Right now it's raining outside. Not a downpour.

Is it generally regarded as OK to run a snowblower while it's raining? (I'm not talking about storing it in the rain. Also, I know I shouldn't use a powercord to do electric start in the rain.)

It's an Ariens 24" compact (920021).


----------



## Elt31987 (Sep 6, 2015)

The icy drizzle we got would be fine i think. I used mine this morning. Considering snow is going to blow back / fall all over the unit i would think a light icy rain isnt going to hurt it


----------



## Snapper 524 (Dec 10, 2013)

Why would you snowblow rain? Ok but seriously snow melts on a snowblower when its running anyway, I think it would be fine to use.


----------



## SteveL (Dec 27, 2015)

Heck, around here right now, you might want to use a single stage to move all of the standing water we have.&#55357;&#56832;


----------



## Spectrum (Jan 6, 2013)

Let it rip, it sees all sorts of moisture in use and thereafter anyhow.

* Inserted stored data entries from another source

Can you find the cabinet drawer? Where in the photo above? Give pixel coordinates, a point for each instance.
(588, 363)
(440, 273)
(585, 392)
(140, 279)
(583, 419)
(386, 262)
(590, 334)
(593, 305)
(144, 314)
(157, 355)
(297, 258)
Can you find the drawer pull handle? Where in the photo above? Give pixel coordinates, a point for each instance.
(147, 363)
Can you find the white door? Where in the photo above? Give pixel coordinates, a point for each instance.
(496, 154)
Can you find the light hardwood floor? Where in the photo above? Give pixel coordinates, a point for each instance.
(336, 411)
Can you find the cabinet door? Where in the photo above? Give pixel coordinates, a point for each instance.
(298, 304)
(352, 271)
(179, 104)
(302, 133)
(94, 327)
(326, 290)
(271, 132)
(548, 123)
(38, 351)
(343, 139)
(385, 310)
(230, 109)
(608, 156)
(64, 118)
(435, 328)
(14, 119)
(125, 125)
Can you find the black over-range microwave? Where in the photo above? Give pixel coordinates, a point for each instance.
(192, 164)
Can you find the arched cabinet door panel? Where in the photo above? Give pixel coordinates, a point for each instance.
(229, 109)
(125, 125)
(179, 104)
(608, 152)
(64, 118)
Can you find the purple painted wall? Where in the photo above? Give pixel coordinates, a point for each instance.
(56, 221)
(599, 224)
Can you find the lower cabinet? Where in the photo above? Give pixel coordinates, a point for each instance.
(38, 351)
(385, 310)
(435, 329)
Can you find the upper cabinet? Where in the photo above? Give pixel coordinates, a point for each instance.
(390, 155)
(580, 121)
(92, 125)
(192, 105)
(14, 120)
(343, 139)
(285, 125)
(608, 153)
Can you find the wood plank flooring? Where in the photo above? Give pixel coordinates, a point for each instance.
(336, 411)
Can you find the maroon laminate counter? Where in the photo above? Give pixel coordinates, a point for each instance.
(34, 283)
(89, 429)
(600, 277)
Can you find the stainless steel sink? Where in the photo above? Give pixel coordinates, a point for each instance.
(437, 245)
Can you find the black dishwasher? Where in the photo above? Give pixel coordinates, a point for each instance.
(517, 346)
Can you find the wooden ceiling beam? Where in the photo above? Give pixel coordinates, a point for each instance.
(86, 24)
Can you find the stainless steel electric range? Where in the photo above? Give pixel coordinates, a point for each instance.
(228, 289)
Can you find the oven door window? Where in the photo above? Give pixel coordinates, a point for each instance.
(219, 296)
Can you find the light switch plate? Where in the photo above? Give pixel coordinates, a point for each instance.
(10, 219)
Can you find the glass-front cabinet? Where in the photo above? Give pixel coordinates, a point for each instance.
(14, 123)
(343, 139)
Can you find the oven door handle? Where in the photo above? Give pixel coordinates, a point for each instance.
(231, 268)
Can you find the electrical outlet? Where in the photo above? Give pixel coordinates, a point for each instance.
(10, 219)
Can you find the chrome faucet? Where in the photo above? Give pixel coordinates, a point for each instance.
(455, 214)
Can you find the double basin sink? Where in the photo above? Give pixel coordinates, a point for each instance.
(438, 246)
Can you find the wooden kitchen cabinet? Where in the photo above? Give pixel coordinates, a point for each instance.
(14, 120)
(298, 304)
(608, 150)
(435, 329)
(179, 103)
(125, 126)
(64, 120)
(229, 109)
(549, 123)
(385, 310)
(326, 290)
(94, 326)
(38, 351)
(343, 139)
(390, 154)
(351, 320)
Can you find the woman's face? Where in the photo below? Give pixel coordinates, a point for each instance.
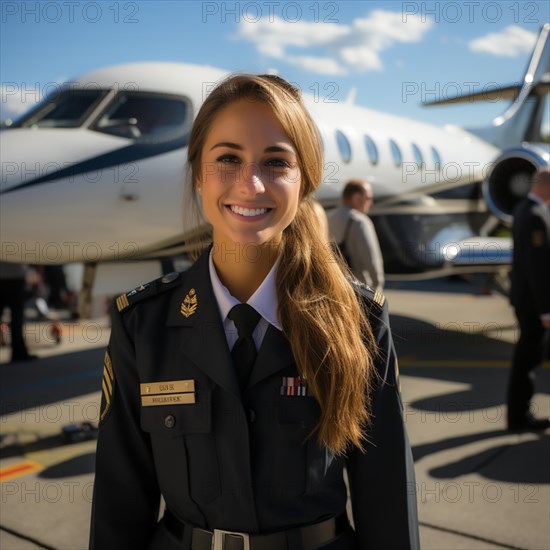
(250, 184)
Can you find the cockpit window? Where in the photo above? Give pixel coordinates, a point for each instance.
(140, 116)
(65, 109)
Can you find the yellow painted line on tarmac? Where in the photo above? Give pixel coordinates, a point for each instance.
(458, 363)
(19, 469)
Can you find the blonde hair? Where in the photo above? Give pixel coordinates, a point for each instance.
(328, 330)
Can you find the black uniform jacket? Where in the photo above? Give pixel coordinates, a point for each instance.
(530, 290)
(225, 460)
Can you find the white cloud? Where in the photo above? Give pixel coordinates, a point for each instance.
(510, 42)
(337, 48)
(321, 65)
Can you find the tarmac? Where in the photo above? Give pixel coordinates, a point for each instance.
(478, 486)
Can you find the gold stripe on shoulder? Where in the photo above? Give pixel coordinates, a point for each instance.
(379, 298)
(122, 302)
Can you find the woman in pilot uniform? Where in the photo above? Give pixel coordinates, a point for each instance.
(243, 417)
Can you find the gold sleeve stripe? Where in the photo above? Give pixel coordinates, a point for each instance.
(122, 302)
(106, 393)
(109, 366)
(107, 381)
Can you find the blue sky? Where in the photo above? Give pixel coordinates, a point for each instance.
(394, 54)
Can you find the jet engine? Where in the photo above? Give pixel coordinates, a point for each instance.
(510, 177)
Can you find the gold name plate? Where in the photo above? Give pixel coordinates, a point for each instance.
(175, 386)
(169, 399)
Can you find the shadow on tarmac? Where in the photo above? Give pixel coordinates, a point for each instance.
(511, 460)
(52, 379)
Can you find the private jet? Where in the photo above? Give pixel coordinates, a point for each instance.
(95, 172)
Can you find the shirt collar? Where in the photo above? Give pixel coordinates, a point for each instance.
(264, 300)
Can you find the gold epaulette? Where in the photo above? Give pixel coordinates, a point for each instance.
(124, 301)
(379, 298)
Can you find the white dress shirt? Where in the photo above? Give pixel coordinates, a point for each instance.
(264, 301)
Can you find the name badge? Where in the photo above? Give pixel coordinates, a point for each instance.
(173, 392)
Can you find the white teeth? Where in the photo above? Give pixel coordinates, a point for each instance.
(248, 211)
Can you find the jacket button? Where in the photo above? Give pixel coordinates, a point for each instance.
(170, 421)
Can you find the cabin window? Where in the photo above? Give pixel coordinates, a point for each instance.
(65, 109)
(141, 116)
(372, 150)
(418, 156)
(343, 146)
(396, 153)
(545, 121)
(436, 158)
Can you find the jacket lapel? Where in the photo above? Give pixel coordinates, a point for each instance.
(194, 308)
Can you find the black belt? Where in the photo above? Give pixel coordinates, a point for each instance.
(312, 536)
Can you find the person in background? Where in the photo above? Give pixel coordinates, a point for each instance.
(12, 296)
(240, 389)
(355, 235)
(530, 297)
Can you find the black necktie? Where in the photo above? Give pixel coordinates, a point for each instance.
(244, 351)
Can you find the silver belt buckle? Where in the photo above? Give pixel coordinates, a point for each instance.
(218, 540)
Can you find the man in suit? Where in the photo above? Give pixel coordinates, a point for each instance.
(530, 296)
(354, 232)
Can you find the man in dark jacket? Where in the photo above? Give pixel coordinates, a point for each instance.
(530, 296)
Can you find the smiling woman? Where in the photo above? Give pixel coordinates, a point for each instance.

Better to move it before it gets further saturated.


----------



## SnowG (Dec 5, 2014)

Rain won't hurt it


----------



## detdrbuzzard (Jan 20, 2012)

last winter we had ice covering about 5" of snow, I started out with a 521 ( hard rubber tires ) and it was blowing snow just fine until it started to rain. the rain wasn't the issue traction was so I parked the 521 and got the 826 cause it is my only blower with chains. I have a spare set of pneumatic wheels for my newest 521 and a set of chains in the garage to go on the spare wheels but I need to do the impeller mod for those conditions


----------



## foggysail (Feb 21, 2015)

If you do not mind getting wet.........go for it


----------



## Terrance (Dec 28, 2015)

I think dh-37 is referring to using an electric-snowblower in the rain... possibly getting shocked.... I assume...right?


----------



## Kiss4aFrog (Nov 3, 2013)

Spectrum said:


> Let it rip, it sees all sorts of moisture in use and thereafter anyhow.
> 
> Better to move it before it gets further saturated.



Or FREEZES :facepalm_zpsdj194qh Nothing worse than getting to the EOD pile after it's had a chance to sit and freeze solid.


----------



## CO Snow (Dec 8, 2011)

Terrance said:


> I think dh-37 is referring to using an electric-snowblower in the rain... possibly getting shocked.... I assume...right?


Not if its an Ariens 24 Compact.


----------



## Terrance (Dec 28, 2015)

CO Snow said:


> Not if its an Ariens 24 Compact.


Okay, I see now he was referring to using the electric start in the rain... not that it _was_ and electric blower. Thanks for correcting me.


----------



## SnowG (Dec 5, 2014)

Anyone who uses 120vac for starting or running equipment outdoors on wet ground should be using a GFCI at the outlet.


----------